Die Abgeordneten betonten, dass Nawalny nur einer von vielen Kremlkritikern sei, auf die Anschläge verübt worden seien. Striktere Sanktionen seien notwendig. Moskau wirft Berlin hingegen „unkonstruktives“ Verhalten vor. „Russland war und bleibt absolut offen für eine Zusammenarbeit, um herauszufinden, was passiert ist“, sagte Kremlsprecher Peskow. „Aus irgendeinem Grund haben wir aber von der deutschen Seite keine Antworten dahingehend bekommen.“

Französische und schwedische Spezialisten bekämen Zugang, nur den russischen Experten werde dies verwehrt. Es sei aber noch zu früh, um deswegen Schlüsse über die Beziehungen zu einigen europäischen Staaten zu ziehen, sagte Peskow. Außenminister Sergej Lawrow forderte seinem Ministerium zufolge einmal mehr, Deutschland solle seine Erkenntnisse in dem Fall mit Russland teilen.
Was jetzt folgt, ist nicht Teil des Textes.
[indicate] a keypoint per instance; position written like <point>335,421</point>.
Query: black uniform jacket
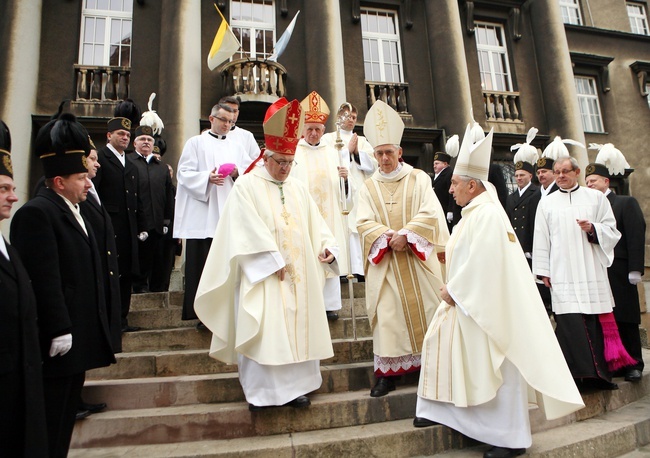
<point>64,265</point>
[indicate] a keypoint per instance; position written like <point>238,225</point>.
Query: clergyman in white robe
<point>275,330</point>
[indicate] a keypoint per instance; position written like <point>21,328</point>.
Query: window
<point>106,33</point>
<point>493,58</point>
<point>382,53</point>
<point>589,106</point>
<point>638,19</point>
<point>253,23</point>
<point>570,12</point>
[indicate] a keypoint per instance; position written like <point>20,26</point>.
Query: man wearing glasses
<point>573,244</point>
<point>205,178</point>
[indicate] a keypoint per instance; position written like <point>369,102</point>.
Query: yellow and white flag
<point>225,44</point>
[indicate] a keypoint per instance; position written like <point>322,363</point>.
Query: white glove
<point>634,277</point>
<point>61,345</point>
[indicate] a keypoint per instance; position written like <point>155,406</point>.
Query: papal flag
<point>225,44</point>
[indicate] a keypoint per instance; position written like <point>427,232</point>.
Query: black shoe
<point>81,414</point>
<point>383,386</point>
<point>503,452</point>
<point>332,315</point>
<point>633,375</point>
<point>421,422</point>
<point>254,408</point>
<point>300,401</point>
<point>92,408</point>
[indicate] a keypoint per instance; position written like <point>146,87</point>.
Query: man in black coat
<point>157,199</point>
<point>117,186</point>
<point>628,266</point>
<point>22,410</point>
<point>60,254</point>
<point>521,206</point>
<point>441,182</point>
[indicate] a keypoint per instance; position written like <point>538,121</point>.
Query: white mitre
<point>383,125</point>
<point>474,158</point>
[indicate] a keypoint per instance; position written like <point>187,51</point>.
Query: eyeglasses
<point>224,120</point>
<point>283,164</point>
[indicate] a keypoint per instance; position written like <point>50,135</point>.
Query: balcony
<point>393,94</point>
<point>101,84</point>
<point>254,79</point>
<point>502,106</point>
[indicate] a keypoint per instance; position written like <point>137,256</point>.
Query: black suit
<point>23,431</point>
<point>157,200</point>
<point>441,185</point>
<point>521,212</point>
<point>117,187</point>
<point>102,226</point>
<point>64,264</point>
<point>628,257</point>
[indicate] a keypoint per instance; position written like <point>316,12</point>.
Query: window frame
<point>640,16</point>
<point>253,27</point>
<point>381,38</point>
<point>566,6</point>
<point>589,101</point>
<point>109,16</point>
<point>501,51</point>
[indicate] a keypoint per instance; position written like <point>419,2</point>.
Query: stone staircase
<point>167,398</point>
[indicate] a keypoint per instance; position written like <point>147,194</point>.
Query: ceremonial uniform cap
<point>6,167</point>
<point>609,161</point>
<point>315,108</point>
<point>526,156</point>
<point>474,158</point>
<point>383,125</point>
<point>62,146</point>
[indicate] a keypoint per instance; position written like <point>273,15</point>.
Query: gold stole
<point>402,262</point>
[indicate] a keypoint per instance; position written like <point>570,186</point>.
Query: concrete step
<point>169,317</point>
<point>155,355</point>
<point>144,393</point>
<point>234,420</point>
<point>608,434</point>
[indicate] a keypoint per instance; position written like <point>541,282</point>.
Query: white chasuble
<point>252,312</point>
<point>498,318</point>
<point>402,290</point>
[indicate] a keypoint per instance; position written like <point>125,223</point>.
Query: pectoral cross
<point>390,202</point>
<point>285,215</point>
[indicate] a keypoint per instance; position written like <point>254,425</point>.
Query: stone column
<point>324,54</point>
<point>21,36</point>
<point>556,76</point>
<point>180,73</point>
<point>451,86</point>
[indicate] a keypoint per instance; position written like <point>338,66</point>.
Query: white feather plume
<point>610,157</point>
<point>557,148</point>
<point>526,150</point>
<point>452,146</point>
<point>150,118</point>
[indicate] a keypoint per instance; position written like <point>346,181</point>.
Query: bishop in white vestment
<point>261,292</point>
<point>490,345</point>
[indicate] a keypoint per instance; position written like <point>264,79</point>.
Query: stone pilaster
<point>556,75</point>
<point>451,86</point>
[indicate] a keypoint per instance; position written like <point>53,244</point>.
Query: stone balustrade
<point>254,79</point>
<point>393,94</point>
<point>101,83</point>
<point>502,106</point>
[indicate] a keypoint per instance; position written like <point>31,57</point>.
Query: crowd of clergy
<point>271,233</point>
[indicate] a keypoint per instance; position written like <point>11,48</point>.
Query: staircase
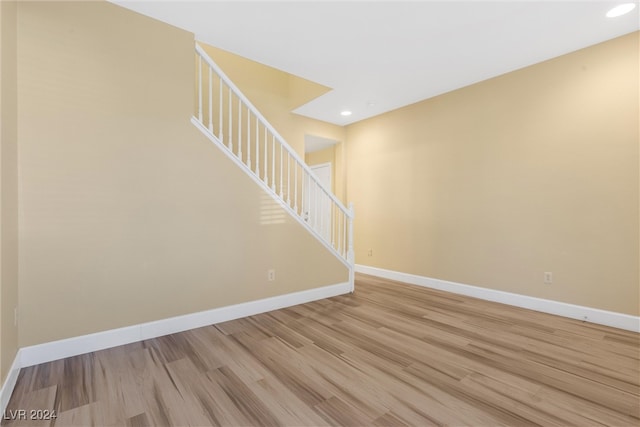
<point>233,124</point>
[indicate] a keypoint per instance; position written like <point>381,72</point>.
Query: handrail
<point>265,122</point>
<point>320,211</point>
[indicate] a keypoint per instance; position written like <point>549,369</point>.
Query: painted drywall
<point>127,213</point>
<point>494,184</point>
<point>9,188</point>
<point>327,155</point>
<point>276,93</point>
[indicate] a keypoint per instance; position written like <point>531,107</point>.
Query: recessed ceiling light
<point>620,10</point>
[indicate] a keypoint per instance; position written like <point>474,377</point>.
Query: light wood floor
<point>387,355</point>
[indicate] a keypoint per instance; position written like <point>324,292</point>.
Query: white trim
<point>269,190</point>
<point>593,315</point>
<point>10,382</point>
<point>55,350</point>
Das sei wichtig, um die Wahrheit herauszufinden.

Russland reichte bei den deutschen Behörden mittlerweile zwei Rechtshilfegesuche ein. Für das erste gab es bereits grünes Licht von der Senatsverwaltung für Justiz in Berlin. Ein zweites sei nun beim Bundesamt für Justiz in Bonn eingegangen, berichtete der „Spiegel“.

Die russische Polizei will damit erreichen, dass sie an den Ermittlungen in Deutschland beteiligt werde, hieß es früheren Angaben zufolge. Nawalnys Team kritisierte das bereits. Die Polizei in Sibirien hatte bislang lediglich „Vorermittlungen“ eingeleitet.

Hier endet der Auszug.